||December 10, 2009
||Dr. Jiangning Song, Department of Biochemistry and Molecular Biology, Monash University, Australia
||Characterizing substrate specificity of proteases using machine learning techniques
The ability to catalytically hydrolyse protein substrates after synthesis is fundamental for all forms of life. Indeed, controlled proteolysis is one of the major pathways by which the estimated 1-1.5 million peptides and proteins needed to fulfil the complexity of human
life are produced from ~26,000 human genes (1). Proteases thus have central roles in “life and death” processes, such as neural, endocrine and cardiovascular signalling, digestion, immunity, cell division, and apoptosis.
The key to understanding the physiological role of a protease is to identify its natural substrate(s). Many proteases have the potential to cleave multiple proteins in different physiological compartments.

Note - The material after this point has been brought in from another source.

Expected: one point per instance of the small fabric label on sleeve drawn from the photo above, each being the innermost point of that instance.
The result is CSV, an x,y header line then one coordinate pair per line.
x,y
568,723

Knowledge in regards to the substrate specificity of a protease can dramatically improve our ability to predict target protein substrates, however, this information can at present only be derived from experimental approaches. In the absence of such data, the targets of protease function cannot be deduced a priori from the structure or sequence of the protease. Solving the“substrate identification” problem is fundamental for both understanding protease systems biology and the development of therapeutics that target specific protease regulated pathways. To address this problem, I aim to develop novel bioinformatic approaches to make testable predictions in regards to the substrate specificity and biological targets of proteases. In particular, I aim to ascertain whether sequential/structural information can help to improve our ability to predict novel substrates for a wide range of functionally important proteases.